In all, around 246,000 entities were checked between participating countries at the end of last month, including 219,000 individuals and 14,800 vehicles.
Police in Western Balkan states arrested 58 people during the crackdown, while 127 people were perverted from passing through various border checkpoints.
“During the actions, a significant amount of information was exchanged thanks to the excellent cooperation between the participating countries, Frontex and Europol,” Europol said in a statement.
“Europol experts provided real-time information exchange and cross-match analysis of the data collected.
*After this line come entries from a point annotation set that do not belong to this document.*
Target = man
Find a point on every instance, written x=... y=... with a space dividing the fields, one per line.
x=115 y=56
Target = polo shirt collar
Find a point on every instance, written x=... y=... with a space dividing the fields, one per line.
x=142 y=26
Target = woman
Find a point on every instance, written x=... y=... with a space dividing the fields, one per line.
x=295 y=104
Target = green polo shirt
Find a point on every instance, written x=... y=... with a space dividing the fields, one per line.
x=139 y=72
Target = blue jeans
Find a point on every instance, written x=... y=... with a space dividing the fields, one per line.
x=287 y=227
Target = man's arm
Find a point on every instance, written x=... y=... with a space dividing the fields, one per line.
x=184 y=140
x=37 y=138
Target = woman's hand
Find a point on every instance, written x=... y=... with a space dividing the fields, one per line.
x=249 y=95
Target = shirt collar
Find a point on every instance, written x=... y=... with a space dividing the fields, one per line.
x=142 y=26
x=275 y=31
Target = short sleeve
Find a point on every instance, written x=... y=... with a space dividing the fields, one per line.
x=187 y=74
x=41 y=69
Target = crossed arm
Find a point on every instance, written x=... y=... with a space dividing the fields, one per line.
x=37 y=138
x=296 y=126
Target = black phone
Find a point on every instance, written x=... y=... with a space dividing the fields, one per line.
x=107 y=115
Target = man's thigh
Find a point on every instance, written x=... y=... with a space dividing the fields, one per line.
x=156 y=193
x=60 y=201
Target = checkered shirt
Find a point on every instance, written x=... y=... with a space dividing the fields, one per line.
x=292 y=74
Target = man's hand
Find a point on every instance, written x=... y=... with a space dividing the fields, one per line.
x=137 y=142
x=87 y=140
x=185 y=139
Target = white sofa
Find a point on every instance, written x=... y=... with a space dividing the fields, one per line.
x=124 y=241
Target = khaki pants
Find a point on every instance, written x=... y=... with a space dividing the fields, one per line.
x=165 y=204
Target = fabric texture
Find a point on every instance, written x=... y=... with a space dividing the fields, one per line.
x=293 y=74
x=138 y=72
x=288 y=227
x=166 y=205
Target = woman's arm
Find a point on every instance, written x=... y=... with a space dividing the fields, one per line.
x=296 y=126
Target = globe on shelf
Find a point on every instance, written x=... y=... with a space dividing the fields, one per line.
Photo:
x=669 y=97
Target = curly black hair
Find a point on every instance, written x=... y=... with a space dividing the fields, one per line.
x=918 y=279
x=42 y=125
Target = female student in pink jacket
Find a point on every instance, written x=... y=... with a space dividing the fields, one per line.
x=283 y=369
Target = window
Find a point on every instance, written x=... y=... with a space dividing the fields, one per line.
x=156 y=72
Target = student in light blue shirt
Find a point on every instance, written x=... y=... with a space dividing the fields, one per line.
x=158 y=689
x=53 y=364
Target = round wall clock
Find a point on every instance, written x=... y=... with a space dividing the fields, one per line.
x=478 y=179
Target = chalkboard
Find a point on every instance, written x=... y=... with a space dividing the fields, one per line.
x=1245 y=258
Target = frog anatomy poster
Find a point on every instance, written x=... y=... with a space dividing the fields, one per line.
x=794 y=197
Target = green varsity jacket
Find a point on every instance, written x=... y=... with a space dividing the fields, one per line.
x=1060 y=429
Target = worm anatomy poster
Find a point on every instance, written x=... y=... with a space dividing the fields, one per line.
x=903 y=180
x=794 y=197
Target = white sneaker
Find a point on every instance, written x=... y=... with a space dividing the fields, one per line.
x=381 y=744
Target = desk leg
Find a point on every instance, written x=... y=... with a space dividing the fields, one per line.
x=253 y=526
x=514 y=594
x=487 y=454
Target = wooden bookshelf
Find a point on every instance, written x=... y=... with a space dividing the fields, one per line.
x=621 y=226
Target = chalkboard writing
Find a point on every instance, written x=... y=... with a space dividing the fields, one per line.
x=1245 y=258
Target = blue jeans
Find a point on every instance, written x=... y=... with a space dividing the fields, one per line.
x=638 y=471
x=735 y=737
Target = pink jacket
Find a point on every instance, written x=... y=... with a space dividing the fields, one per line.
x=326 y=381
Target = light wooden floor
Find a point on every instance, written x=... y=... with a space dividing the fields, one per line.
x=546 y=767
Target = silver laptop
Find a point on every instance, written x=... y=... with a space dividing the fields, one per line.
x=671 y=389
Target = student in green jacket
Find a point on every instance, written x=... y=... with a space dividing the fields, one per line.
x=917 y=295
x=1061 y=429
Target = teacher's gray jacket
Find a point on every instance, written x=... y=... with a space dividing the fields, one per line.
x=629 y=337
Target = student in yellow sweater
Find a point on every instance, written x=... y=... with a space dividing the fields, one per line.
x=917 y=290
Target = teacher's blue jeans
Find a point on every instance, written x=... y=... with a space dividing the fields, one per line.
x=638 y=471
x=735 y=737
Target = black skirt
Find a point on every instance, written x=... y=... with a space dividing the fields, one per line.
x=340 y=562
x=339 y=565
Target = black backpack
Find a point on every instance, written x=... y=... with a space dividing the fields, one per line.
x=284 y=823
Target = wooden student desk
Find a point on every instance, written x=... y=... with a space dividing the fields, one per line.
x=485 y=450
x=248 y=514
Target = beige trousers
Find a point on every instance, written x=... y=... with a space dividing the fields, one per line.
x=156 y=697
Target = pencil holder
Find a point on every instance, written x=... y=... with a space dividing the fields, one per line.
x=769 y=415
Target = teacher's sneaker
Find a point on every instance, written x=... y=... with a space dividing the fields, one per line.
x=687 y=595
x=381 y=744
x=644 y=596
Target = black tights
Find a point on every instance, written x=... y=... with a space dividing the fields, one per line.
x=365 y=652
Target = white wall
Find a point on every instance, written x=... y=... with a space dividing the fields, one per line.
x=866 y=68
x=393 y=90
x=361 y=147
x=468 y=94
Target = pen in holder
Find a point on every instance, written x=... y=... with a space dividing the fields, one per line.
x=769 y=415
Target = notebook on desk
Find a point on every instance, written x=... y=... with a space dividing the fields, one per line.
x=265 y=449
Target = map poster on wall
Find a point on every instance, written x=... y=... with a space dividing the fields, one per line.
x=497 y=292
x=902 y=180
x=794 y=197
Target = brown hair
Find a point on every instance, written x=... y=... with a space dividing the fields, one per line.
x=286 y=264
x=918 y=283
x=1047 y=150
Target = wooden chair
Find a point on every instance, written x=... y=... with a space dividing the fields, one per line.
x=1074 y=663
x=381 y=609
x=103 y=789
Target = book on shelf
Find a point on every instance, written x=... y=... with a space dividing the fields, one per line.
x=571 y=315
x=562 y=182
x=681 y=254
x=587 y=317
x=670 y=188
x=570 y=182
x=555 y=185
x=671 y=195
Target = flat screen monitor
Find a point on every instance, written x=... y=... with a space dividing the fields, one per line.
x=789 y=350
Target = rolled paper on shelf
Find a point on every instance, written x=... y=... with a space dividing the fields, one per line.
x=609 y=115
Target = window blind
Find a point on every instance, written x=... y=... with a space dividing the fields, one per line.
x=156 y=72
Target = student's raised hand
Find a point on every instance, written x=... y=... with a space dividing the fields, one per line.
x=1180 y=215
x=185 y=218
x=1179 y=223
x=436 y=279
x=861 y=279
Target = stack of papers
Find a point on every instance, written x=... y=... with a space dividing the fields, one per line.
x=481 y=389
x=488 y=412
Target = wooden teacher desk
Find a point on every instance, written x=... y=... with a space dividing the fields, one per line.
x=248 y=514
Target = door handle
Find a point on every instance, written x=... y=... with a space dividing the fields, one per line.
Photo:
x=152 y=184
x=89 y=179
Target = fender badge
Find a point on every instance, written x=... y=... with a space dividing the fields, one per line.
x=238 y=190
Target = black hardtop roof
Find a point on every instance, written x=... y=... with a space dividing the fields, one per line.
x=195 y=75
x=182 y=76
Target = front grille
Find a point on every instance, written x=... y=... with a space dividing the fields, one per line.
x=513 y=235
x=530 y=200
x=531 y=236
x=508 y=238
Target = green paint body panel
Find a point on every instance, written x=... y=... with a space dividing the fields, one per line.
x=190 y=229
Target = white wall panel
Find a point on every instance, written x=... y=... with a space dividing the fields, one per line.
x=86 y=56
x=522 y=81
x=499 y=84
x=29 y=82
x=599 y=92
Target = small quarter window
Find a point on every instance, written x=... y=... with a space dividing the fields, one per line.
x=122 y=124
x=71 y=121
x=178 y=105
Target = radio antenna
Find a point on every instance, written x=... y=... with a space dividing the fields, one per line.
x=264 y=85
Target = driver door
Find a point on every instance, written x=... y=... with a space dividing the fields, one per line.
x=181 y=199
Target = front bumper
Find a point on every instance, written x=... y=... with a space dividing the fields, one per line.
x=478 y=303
Officers at different border crossing points in the Western Balkans were facilitated on the spot by Frontex.”
The crackdown was part of the Joint Action Days in the Western Balkans programme, planned under the EMPACT framework for firearms.
The 19 countries that took part in the operation were Albania, Belgium, Bosnia and Herzegovina, Bulgaria, Croatia, Hungary, Macedonia, Greece, Kosovo, Montenegro, Netherlands, Romania, Serbia, Slovenia, Spain, Sweden, Switzerland, the UK and the US.
News of the operation comes after counter-terror police in the UK revealed the seizure of more than 800 firearms after a month-long operation aimed at preventing criminals and terrorists getting their hands on lethal weapons.
Detective Superintendent Nick Wilcox of National Counter Terrorism Policing commented: “Counter terrorism officers continue to plan and prepare in light of world events such as the attacks in Paris – but we want to remain on the front-foot and stop terrorists obtaining guns in the first place.
“Low firearms availability is a major advantage in the UK. In many other western countries someone like Muhiddin Mire, the man who attacked innocent passers-by in Leytonstone tube station last year with a knife, could probably have got hold of a firearm and one serious injury could have become tens of deaths.”
The Western Balkans is thought to be a major source of weapons for Islamist extremists in Europe, thanks to the proliferation of firearms in the region left over from conflicts there during the 1990s. Weapons used by the perpetrators of the Charlie Hebdo and Paris attacks in 2015 have been traced back to Balkans arms dealers.